Après une présentation de leur monde en une case qui a sans doute inspiré la carte initiale des Astérix, village et alentours oblige, Peyo se lance dans une folle aventure extrêmement prenante réécrivant de façon plus farcesque qu'absurde le délire de Ionesco dans Rhinocéros: les Schtroumpfs se font attaquer par l'un des leurs, devenu noir et hargneux et surtout ...contagieux, changeant les autres en Schtroumpfs noirs!
Attention aux contre-sens malgré tout: il ne s'agit pas d'une oeuvre raciste, le noir déplaisant souvent aux bien-pensants qui deviennent par là-même plus intolérants que leurs cibles!

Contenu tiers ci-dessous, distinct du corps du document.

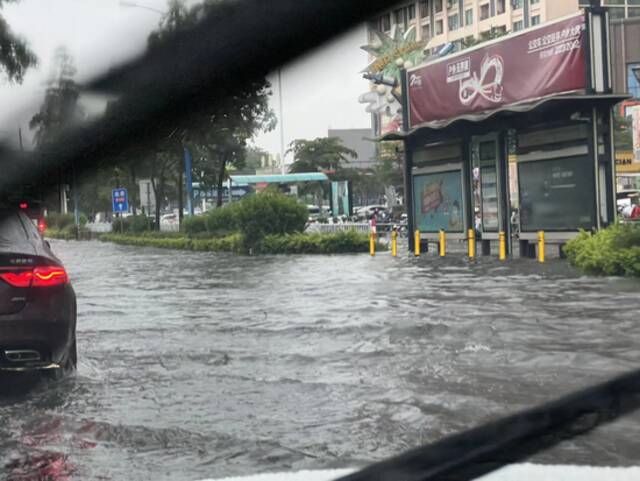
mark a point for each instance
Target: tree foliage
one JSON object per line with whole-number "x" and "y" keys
{"x": 623, "y": 132}
{"x": 218, "y": 134}
{"x": 15, "y": 55}
{"x": 60, "y": 108}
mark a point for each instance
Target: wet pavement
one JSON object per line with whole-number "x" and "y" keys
{"x": 198, "y": 365}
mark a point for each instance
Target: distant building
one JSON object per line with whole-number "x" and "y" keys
{"x": 439, "y": 22}
{"x": 359, "y": 140}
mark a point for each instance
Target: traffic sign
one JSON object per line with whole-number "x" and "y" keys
{"x": 120, "y": 200}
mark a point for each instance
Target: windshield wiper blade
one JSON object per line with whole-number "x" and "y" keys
{"x": 473, "y": 453}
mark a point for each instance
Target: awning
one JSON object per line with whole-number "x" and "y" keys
{"x": 509, "y": 110}
{"x": 278, "y": 179}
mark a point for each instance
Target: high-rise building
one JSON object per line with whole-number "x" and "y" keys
{"x": 439, "y": 22}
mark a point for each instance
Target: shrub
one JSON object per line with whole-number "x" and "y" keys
{"x": 136, "y": 224}
{"x": 59, "y": 221}
{"x": 269, "y": 213}
{"x": 611, "y": 251}
{"x": 140, "y": 223}
{"x": 194, "y": 225}
{"x": 333, "y": 243}
{"x": 222, "y": 220}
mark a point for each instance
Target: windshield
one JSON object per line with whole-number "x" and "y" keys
{"x": 312, "y": 236}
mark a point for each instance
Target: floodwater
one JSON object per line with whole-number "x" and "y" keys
{"x": 198, "y": 365}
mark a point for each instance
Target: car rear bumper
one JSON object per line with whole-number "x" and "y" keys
{"x": 51, "y": 340}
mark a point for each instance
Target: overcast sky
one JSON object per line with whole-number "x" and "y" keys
{"x": 320, "y": 91}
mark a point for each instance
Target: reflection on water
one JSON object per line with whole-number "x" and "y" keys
{"x": 199, "y": 365}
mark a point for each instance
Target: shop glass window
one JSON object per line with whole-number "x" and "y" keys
{"x": 386, "y": 22}
{"x": 453, "y": 22}
{"x": 616, "y": 13}
{"x": 398, "y": 18}
{"x": 426, "y": 32}
{"x": 424, "y": 9}
{"x": 633, "y": 79}
{"x": 484, "y": 11}
{"x": 411, "y": 9}
{"x": 468, "y": 17}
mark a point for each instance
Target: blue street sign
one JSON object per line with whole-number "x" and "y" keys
{"x": 120, "y": 200}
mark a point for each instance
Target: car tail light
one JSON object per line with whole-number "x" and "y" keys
{"x": 17, "y": 278}
{"x": 44, "y": 276}
{"x": 47, "y": 276}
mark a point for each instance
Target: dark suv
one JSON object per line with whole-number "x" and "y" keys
{"x": 37, "y": 302}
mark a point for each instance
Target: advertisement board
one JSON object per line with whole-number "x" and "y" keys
{"x": 526, "y": 66}
{"x": 557, "y": 194}
{"x": 437, "y": 201}
{"x": 340, "y": 198}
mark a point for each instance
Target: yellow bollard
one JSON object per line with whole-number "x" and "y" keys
{"x": 540, "y": 246}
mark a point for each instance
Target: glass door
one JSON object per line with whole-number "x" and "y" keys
{"x": 485, "y": 184}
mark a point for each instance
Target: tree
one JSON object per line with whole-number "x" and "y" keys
{"x": 221, "y": 132}
{"x": 623, "y": 132}
{"x": 323, "y": 154}
{"x": 60, "y": 107}
{"x": 218, "y": 134}
{"x": 15, "y": 55}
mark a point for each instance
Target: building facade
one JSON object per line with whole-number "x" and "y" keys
{"x": 361, "y": 142}
{"x": 439, "y": 22}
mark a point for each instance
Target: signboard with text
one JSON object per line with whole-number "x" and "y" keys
{"x": 437, "y": 200}
{"x": 527, "y": 66}
{"x": 120, "y": 200}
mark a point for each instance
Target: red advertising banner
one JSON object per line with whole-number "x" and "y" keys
{"x": 546, "y": 60}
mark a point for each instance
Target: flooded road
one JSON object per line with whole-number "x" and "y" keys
{"x": 198, "y": 365}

Il ne s'agit pas non plus d'une histoire de zombies, encore très semblable et, de ce fait, très proche du goût actuel pour ce genre d'histoire.
C'est à la fois plus simple, plus cocasse et plus subtil. Les Schtroumpfs sont bleus et font référence à l'expression "voir la vie en bleu", c'est à dire être optimiste. C'est pourquoi le Grand Schtroumpf n'a pas à attendre longtemps pour obtenir des volontaires pour les tâches périlleuses. Les Schtroumpfs transformés (ou zombies, ou mutants, au choix) sont noirs comme dans les expressions "broyer du noir", "voir tout en noir", "avoir une vision noire des choses", qui signifie être pessimiste. Qu'est-qui apporte cette mutation de bleu à noir? Une mouche qui pique. Allusion à peine voilée à l'expression "quelle mouche le pique?", qui signifie être en colère de façon soudaine ou pour un motif incompréhensible.

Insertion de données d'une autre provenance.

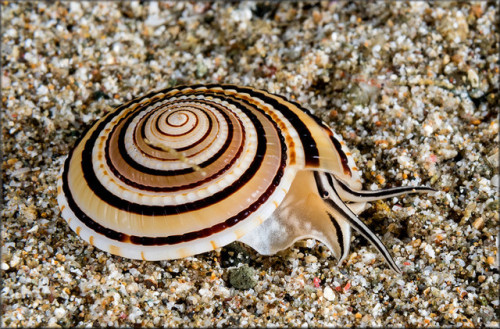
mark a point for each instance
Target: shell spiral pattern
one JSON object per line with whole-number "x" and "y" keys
{"x": 180, "y": 165}
{"x": 189, "y": 169}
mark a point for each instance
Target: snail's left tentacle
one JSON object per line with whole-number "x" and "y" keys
{"x": 339, "y": 209}
{"x": 348, "y": 194}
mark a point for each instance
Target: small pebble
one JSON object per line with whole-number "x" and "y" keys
{"x": 311, "y": 259}
{"x": 329, "y": 294}
{"x": 242, "y": 277}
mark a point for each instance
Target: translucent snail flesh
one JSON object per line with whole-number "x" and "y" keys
{"x": 189, "y": 169}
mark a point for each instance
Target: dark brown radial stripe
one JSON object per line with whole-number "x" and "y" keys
{"x": 308, "y": 143}
{"x": 143, "y": 136}
{"x": 150, "y": 171}
{"x": 91, "y": 179}
{"x": 115, "y": 201}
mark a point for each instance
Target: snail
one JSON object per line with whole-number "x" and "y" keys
{"x": 189, "y": 169}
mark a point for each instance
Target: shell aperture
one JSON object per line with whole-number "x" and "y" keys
{"x": 189, "y": 169}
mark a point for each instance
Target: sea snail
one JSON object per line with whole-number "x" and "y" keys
{"x": 189, "y": 169}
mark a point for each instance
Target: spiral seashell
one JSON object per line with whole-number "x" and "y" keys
{"x": 189, "y": 169}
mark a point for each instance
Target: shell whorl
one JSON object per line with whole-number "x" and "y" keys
{"x": 184, "y": 170}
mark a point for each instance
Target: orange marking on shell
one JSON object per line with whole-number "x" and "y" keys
{"x": 214, "y": 245}
{"x": 115, "y": 250}
{"x": 239, "y": 234}
{"x": 183, "y": 253}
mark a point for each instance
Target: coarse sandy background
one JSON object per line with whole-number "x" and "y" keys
{"x": 411, "y": 87}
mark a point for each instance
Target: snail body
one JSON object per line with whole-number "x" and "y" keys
{"x": 189, "y": 169}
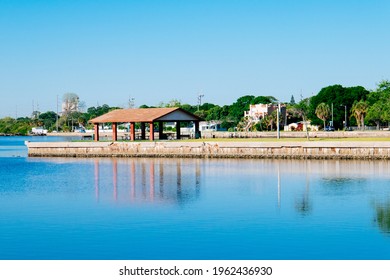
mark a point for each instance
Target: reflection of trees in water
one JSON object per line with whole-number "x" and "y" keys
{"x": 383, "y": 217}
{"x": 303, "y": 204}
{"x": 148, "y": 180}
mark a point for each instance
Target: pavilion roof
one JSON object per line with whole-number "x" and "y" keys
{"x": 146, "y": 115}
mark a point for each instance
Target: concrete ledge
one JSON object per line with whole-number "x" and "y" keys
{"x": 290, "y": 150}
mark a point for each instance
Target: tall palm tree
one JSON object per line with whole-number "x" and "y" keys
{"x": 323, "y": 112}
{"x": 359, "y": 111}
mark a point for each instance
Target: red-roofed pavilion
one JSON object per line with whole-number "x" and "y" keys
{"x": 145, "y": 116}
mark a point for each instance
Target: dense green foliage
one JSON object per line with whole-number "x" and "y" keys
{"x": 339, "y": 96}
{"x": 362, "y": 108}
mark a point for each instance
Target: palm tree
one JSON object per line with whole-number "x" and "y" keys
{"x": 359, "y": 110}
{"x": 323, "y": 112}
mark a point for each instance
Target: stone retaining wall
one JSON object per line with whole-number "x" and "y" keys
{"x": 291, "y": 150}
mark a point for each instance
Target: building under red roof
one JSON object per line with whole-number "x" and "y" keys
{"x": 145, "y": 116}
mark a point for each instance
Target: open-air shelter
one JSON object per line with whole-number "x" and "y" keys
{"x": 146, "y": 117}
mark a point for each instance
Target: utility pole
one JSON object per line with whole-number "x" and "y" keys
{"x": 345, "y": 116}
{"x": 332, "y": 116}
{"x": 200, "y": 100}
{"x": 131, "y": 102}
{"x": 277, "y": 120}
{"x": 57, "y": 115}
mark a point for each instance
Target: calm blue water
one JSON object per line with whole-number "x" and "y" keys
{"x": 191, "y": 208}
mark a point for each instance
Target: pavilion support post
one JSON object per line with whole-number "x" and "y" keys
{"x": 178, "y": 134}
{"x": 160, "y": 130}
{"x": 143, "y": 131}
{"x": 197, "y": 134}
{"x": 114, "y": 131}
{"x": 132, "y": 131}
{"x": 151, "y": 131}
{"x": 96, "y": 131}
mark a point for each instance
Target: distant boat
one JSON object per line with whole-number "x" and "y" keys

Cette aventure est une métaphore de la lutte de l'individu ou des individus pour lutter contre le pessimisme. Ce qui explique qu'une fleur bien ouverte serve à renverser le processus transformationnel: donnons l'assurance de l'épanouissement à l'individu pour qu'il soit optimiste et donc heureux / créatif / productif.
Une leçon quasi sociale, complètement existentielle, remplaçant un bon Lenoir, que je salue !

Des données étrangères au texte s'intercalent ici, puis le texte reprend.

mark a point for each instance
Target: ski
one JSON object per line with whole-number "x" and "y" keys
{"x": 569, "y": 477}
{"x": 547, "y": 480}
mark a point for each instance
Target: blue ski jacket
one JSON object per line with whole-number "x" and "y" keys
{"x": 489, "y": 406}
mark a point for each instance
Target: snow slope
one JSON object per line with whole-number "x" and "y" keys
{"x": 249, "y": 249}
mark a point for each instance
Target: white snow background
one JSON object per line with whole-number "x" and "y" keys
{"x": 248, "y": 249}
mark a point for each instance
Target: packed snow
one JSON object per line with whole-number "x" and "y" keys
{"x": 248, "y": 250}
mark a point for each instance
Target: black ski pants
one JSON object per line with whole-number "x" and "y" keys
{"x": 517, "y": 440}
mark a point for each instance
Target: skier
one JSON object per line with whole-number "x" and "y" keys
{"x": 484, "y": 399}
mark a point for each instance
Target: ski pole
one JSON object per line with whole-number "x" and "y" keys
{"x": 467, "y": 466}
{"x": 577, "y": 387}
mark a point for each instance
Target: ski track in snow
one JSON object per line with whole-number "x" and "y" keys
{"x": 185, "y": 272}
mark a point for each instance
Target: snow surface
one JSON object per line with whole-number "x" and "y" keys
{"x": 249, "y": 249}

2- Le Schtroumpf volant (7/10)
J'ai toujours adoré les histoires d'Homme volant et d'inventions de machines volantes voire lunaires: les fioles de rosées de Dyrcona dans Les Etats et Empires de la Lune de Cyrano de Bergerac, le parachute du Persilès & Sigismonde de Cervantès, la machine de Gonzalès dans L'Homme dans la lune de Francis Godwin. Ce qui me rend peu objectif, ce qui me rend par volonté de sens critique plus sévère.
L'histoire? Un Schtroumpf veut voler et cherche un moyen d'y parvenir alors qu'il est censé aider le Schtroumpf à lunettes à chercher des noix.
Le but? Un jeu avec une expression et une réécriture de Prométhée à la façon de La Fontaine.
L'expression "Si Dieu avait voulu que l'homme vole, il lui aurait donné des ailes" est à plusieurs reprises détournées par le Schtroumpf à lunettes de la manière suivante: " Si le Grand Schtroumpf avait voulu des [pommes/ plumes/ etc...], il aurait dit ...".
Ce gag annonce une réécriture de l'apprenti sorcier, du mythe prométhéen, traité de manière burlesque comme le fait La Fontaine dans La Grenouille qui se veut faire aussi grosse que le boeuf. Sauf que la grenouille crève plusieurs fois.
Deux défauts pourtant:
- Tout le comique porte sur un ensemble de répétitions qui le rende plus nerveux que sincère.
- Problème chronologique: cette aventure et la suivante se font écho sans déterminer vraiment laquelle est la première temporellement parlant. (ça n'a de sens que dans la contrée de Tlön, cf. Tlön Uqbar Orbis Tertius de Borges)
3- Le Voleur de Schtroumpf (8/10)
Tout héros a besoin de son antagoniste.
C'est donc avec plaisir qu'on découvre Gargamel dans sa première apparition et qu'on retrouve son chat Azraël, dont c'est la seconde apparition.
Sujet typique des Schtroumpfs (Gargamel veut les attraper, conseillons-lui les pokémons pour varier), cette intrigue a néanmoins l'avantage d'être la première du genre et d'expliquer la raison première de la chasse aux Schtroumpfs de Gargamel et ainsi que la haine farouche qu'il leur voue.
Le principal problème de cette aventure lui vient tout droit de la précédente qui déstabilise le lecteur par l'incohérence chronologique qu'elle établie. Gargamel découvre les Schtroumpfs qui le redoute déjà dans Le Schtroumpf volant, Peyo renvoyant sans vergogne ni logique par une note ... à l'épisode qui suit! C'est le monde à l'envers!